Ostatni weekend spędzilismy właśnie eksplorując parki i ogrody Brisbane, oraz plaże na pobliskiej wyspie, ale o szczególach napiszemy już w kolejnym wpisie
J&W
Hej, zamieszczam ten komentarz jako pierwszy żeby zobaczyć czy to działa i jak wygląda ;) Wojtek
OdpowiedzUsuńWitam Was Kochani, bardzo dobry pomysł z tym blogiem teraz będziemy mogli na bieżąco śledzić co u Was.Pozdrawiam w imieniu naszej czwórki
OdpowiedzUsuńPomysł mieliście świetny i super, że teraz prócz zdjęć na picasie, można będzie poczytać też Wasze historie, opowieści i komentarze (z których nota bene można się wiele dowiedzieć o Australii!).
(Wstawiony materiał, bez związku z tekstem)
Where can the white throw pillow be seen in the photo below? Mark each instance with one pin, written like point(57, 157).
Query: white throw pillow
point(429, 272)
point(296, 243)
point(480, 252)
Czekamy na kolejne wpisy i będziemy w kontakcie.
OdpowiedzUsuńpozdrawiamy
Artur&Aga!:)
Dzięki A&A i anonimowa czwórko! Zapraszamy do postu o koalach. Całusy J&W
OdpowiedzUsuńMotycz bardzo prosi o zdjęcia ciekawych roślinek.Pozdrawiam w imieniu naszej czwórki
OdpowiedzUsuńSwietny pomysl, milo jest zwiedzic swiat Waszymi oczyma. Powodzenia zyczę.